Devin, the First AI Programmer, is Born
On March 13, Cognition Labs launched its first AI software engineer, Devin. Based on the information released so far, Devin appears to be one of the strongest AI software engineers available.
In the SWE-Bench basic test, Devin was able to solve 13.86% of the problems without human assistance, while the current SOTA model can only accomplish 1.96% of the tasks.
Devin's ability to solve real-world software problems surpasses that of current models such as GPT-4 and Claude, based on the results alone.
Officials tweeted that Devin not only passed an interview with one of the industry's leading AI companies but also successfully fulfilled a single work request on the freelance platform Upwork.
With the real world now non-existent, will Devin make software engineering obsolete?
Devin is not yet available to the public. However, during testing, a developer reported success in using AI to assist with coding. Previously, attempts to use AI for this purpose had failed. Recently, the developer tasked Devin with extracting selectors from a simple HTML page. Other AI tools such as GPT-4-turbo, Claude, Groq, and LLama2 were unable to complete this task, but Devin succeeded in just 10s.
So, how capable is this AI software engineer who came to steal the programmer's job?
Full-stack abilities to create finished projects independently
Although many models on the market can program, they often require step-by-step prompts to generate a complete program.
With Devin, all you have to do is ask it to do something and wait for it to complete the task.
Devin's approach involves automatically writing code based on natural language cues, generating complete programs, and publishing them online. It can also plan and execute complex tasks that require thousands of decisions.
This is made possible by advances in long-term reasoning and planning by the Cognition AI behind it, which allows Devin to recall relevant context at each step, learn over time, and correct mistakes.
Devin specialises in autonomous learning and using unfamiliar technology from new knowledge.
He can even train and fine-tune his own AI models. It appears that AI is about to close the loop.
According to Alex Atallah, former CTO of OpenSea, Devin is the first AI agent he has interacted with that makes him feel like he is communicating with real, useful people.
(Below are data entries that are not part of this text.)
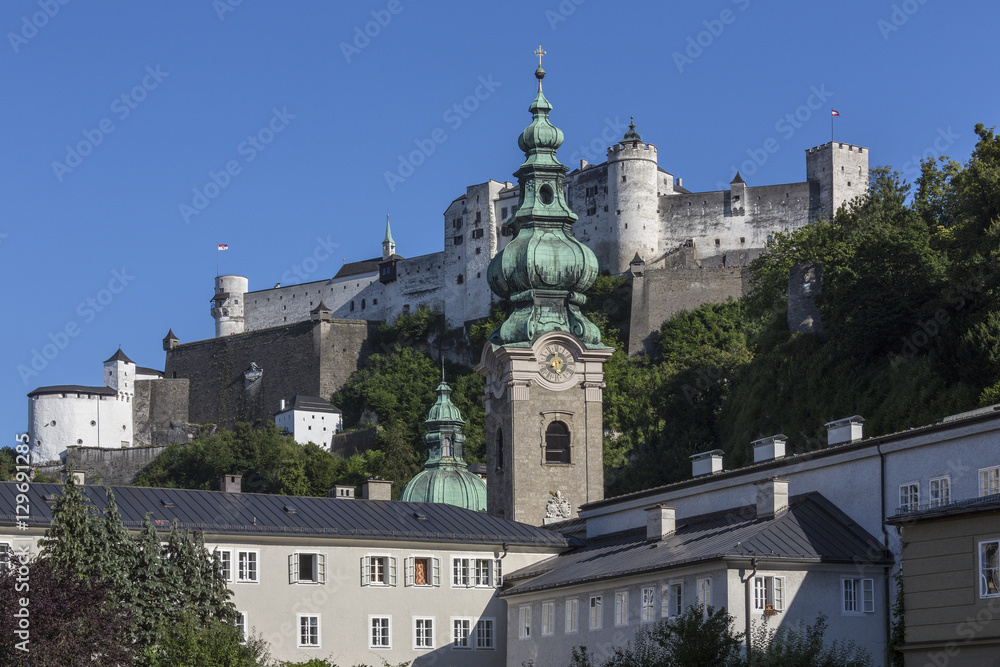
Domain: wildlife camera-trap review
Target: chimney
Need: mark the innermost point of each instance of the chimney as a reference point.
(342, 492)
(376, 489)
(660, 522)
(769, 448)
(772, 497)
(706, 463)
(231, 483)
(845, 430)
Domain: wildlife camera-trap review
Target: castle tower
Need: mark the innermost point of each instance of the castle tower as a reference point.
(227, 304)
(445, 478)
(388, 245)
(633, 198)
(544, 364)
(840, 171)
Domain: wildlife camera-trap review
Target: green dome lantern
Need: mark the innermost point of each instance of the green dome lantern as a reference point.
(544, 270)
(445, 477)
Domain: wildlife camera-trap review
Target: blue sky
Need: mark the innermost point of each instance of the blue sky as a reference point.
(137, 136)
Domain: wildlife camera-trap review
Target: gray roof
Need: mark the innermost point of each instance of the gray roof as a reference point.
(259, 514)
(311, 404)
(73, 389)
(812, 529)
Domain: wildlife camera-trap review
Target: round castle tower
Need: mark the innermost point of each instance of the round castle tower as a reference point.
(633, 197)
(227, 304)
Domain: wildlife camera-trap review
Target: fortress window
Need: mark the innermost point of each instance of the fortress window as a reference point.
(499, 449)
(557, 443)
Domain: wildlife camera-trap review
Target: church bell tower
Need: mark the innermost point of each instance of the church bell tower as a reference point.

Cognition AI claims that Devin has achieved a breakthrough in AI comprehension, going beyond predicting the next word or line of code to considering the overall approach to problem-solving.
The specifics yet unknown, the technology is headed toward autonomous driving
The use of AI in software development is not a new concept. However, most AI products are designed to assist in programming. Devin's technology path, which CognitionAI has not yet disclosed, briefly mentions that the team has found a unique way to combine large-scale language models (LLMs), such as OpenAI's GPT-4, with reinforcement learning techniques. This approach could be the key to a technological breakthrough.
After watching Devin's demo, Andrej Karpathy, an AI expert who recently departed OpenAI, provided some insights. He believes that the development of automated software engineering will follow a similar path to automated driving, where AI takes on more and more tasks while humans provide oversight.
$21 million Series A fundraising round, ten-person team
The company behind Devin is called Cognition AI, based in New York and San Francisco, and is positioned as an applied AI lab focused on reasoning. The company was incorporated two months ago after working in secret. Cognition Labs recently launched Devin and announced the closing of a $21 million Series A round led by Funders Fund.
The team consists of only 10 members, but they have won 10 IOI gold medals. The founding members have worked on AI frontiers at Cursor, Scale AI, Lunchclub, Modal, Google DeepMind, Waymo, Nuro, and other companies.